(Bloomberg) — SoftBank Group Corp. has quietly built a $5 billion stake in Roche Holding AG, placing a bet on the pharmaceutical company’s strategy of using data to develop drugs, according to people familiar with the matter.
The Japanese conglomerate is now one of Roche’s largest investors, according to data compiled by Bloomberg.
Roche’s sales have recently been boosted by its Covid-19 testing business. The company’s diagnostics unit reacted swiftly to the coronavirus pandemic, but the pharmaceuticals division, where aging cancer medicines face increasing competition, has had a more difficult time.
Shares of the Basel, Switzerland-based company have risen 8.8% in the last 12 months, compared with a 14.7% gain in the MSCI World Pharma Biotech & Life Sciences index over the same period.
Roche’s voting shares climbed as much as 1.6% in early trading on Wednesday to their highest ever, while the non-voting shares climbed as much as 1%.
The drugmaker has a dual-class share structure with separate voting and non-voting shares. The founding families own 50.1% of the voting class, while cross-town rival Novartis AG holds one-third. It’s unclear which types of shares SoftBank holds.
SoftBank believes Roche’s Genentech division, which focuses on data-based drug discovery and development, is highly undervalued, one of the people said, all of whom asked not to be identified because the information is private. Roche last year hired Aviv Regev, a computational and systems biologist who was a core member of the Harvard University-affiliated Broad Institute, to lead the Genetech research unit.

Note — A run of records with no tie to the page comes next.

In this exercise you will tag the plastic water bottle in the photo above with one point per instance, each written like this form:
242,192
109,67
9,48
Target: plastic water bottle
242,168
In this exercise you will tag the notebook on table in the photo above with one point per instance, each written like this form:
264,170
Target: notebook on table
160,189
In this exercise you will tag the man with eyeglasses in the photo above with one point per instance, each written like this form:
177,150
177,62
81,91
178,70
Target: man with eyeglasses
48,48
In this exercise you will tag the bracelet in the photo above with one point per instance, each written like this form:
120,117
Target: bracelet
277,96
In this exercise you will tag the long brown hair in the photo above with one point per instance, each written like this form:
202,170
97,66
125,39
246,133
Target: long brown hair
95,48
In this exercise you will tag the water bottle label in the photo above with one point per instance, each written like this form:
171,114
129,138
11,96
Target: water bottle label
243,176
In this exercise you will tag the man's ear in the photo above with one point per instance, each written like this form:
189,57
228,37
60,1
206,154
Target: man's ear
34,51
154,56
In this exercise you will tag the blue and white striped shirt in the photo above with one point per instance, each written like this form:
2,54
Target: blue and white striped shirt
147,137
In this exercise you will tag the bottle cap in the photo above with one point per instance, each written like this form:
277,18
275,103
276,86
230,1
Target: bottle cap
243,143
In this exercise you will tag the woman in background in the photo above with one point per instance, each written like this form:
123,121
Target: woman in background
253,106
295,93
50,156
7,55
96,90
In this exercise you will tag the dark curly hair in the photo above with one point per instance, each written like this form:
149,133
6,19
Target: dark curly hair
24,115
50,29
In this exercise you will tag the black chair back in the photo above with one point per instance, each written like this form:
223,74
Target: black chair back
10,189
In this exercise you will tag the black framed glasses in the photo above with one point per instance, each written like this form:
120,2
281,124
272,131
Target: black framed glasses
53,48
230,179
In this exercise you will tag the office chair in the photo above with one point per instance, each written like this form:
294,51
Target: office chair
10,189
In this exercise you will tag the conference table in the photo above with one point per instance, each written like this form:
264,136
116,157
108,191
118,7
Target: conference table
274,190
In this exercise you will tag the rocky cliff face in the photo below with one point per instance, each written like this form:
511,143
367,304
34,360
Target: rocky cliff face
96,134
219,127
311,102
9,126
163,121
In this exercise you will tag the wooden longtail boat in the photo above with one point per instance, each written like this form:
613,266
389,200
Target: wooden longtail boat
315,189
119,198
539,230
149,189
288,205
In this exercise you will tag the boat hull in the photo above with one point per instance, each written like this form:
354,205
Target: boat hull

Regev’s work shows how technology has transformed the way drugs are developed. As a computational and systems biologist, she pioneered methods for deciphering sequences of RNA, the chemical negative of DNA, in single cells. At the same time, she helped develop machine learning algorithms to aid scientists in understanding the avalanche of data found in the sequences. The move to Roche means being able to put her research into practice to develop better medicines, Regev said in a podcast earlier this year.
Roche is developing a new pill for Covid-19 and an Alzheimer’s disease treatment. In June, the U.S. approved Biogen Inc.’s Alzheimer’s drug Aduhelm, which was seen as a positive sign for the Roche medicine.
SoftBank has been increasingly focused on biotech and health care. It invested in Pacific Biosciences of California Inc., AbCellera Biologics and Sana Biotechnology. In February, Bloomberg News reported that SoftBank was planning to spend billions investing in public biotech companies, via its asset management arm SB Northstar.
SB Northstar was launched in 2020 by SoftBank’s founder Masayoshi Son as a way to put the company’s massive cash pile to use. The billionaire personally holds a one-third stake.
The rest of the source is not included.